Enrollment and Intervention Delivery
Enrollment began on February 15, 1998. In a door-to-door survey, 3802 children who were 6 to 30 months of age were identified. Enrollment required that the parent(s) give informed consent and that the families did not intend to emigrate (Fig 1). Exclusion criteria included refusal of consent, likely to move out of the study area within the next 4 months, requiring urgent hospitalization on the scheduled enrollment day, or having received vitamin A within the previous 2 months. The last exclusion criterion was adopted to avoid toxicity, because all included subjects were given a massive dose of vitamin A (100 000 IU to infants and 200 000 IU to older children) at enrollment in addition to zinc or placebo as required by the national program policy. The 2482 enrolled children were randomized to receive zinc gluconate (10 mg of elemental zinc/d to infants and 20 mg/d to older children) or placebo daily for a period of 4 months. The follow-up of the last child was completed on September 30, 2000.

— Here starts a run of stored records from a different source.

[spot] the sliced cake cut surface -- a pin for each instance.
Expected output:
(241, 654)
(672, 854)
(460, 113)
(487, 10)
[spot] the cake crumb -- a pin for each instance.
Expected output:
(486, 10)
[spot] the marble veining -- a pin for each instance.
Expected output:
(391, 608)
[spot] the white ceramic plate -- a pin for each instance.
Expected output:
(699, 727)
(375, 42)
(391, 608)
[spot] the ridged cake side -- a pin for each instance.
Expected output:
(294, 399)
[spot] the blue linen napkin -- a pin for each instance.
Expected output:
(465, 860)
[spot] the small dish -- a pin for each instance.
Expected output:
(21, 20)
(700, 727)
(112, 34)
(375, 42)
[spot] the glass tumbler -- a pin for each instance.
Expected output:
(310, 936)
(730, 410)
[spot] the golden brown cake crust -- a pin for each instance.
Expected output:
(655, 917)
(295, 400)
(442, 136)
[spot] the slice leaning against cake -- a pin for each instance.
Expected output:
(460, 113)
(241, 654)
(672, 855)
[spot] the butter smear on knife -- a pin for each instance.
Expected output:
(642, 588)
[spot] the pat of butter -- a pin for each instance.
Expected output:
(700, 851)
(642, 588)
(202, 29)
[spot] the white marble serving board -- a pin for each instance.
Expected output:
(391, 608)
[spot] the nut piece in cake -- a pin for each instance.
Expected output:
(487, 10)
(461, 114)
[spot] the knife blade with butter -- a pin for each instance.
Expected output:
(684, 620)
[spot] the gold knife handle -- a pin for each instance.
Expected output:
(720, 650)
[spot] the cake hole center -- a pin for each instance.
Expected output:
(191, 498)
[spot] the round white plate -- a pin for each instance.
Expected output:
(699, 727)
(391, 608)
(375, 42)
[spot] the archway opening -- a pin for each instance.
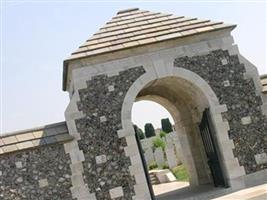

View larger version (30K): [in this window] [in a new window]   Fig 1. Trial profile.

A field attendant administered the syrup daily at home for 4 months except on Sundays, when the mother was asked to administer it. One bottle that contained 250 mL was kept in the child’s home and replaced monthly.

The study was approved by the ethics committee of the All India Institute of Medical Sciences. Informed written consent was obtained from the community leaders. Details of the study were given in writing and also read aloud to the parents in the presence of a witness. Signatures or thumb impressions were obtained on a consent form, and a copy of the document was left with the family.

Trial Size Calculations
Trial size was estimated using information from earlier studies in the same population,¹¹ which reported a diarrhea incidence of 6 episodes/child/y. For detecting a 15% reduction in diarrhea incidence, 996 children were required per group for the 4-month follow-up period. For detecting a 25% reduction in the incidence of diarrhea with a duration of 7 or more days and a similar reduction in episodes with 10 stools per day, 1100 and 1050 children per group, respectively, were required with the same study duration. The value of was taken as 0.05 (95% confidence) and that of ß as 0.1 (90% power) for these calculations. To allow for approximately a 10% attrition rate, we enrolled approximately 1240 children per group.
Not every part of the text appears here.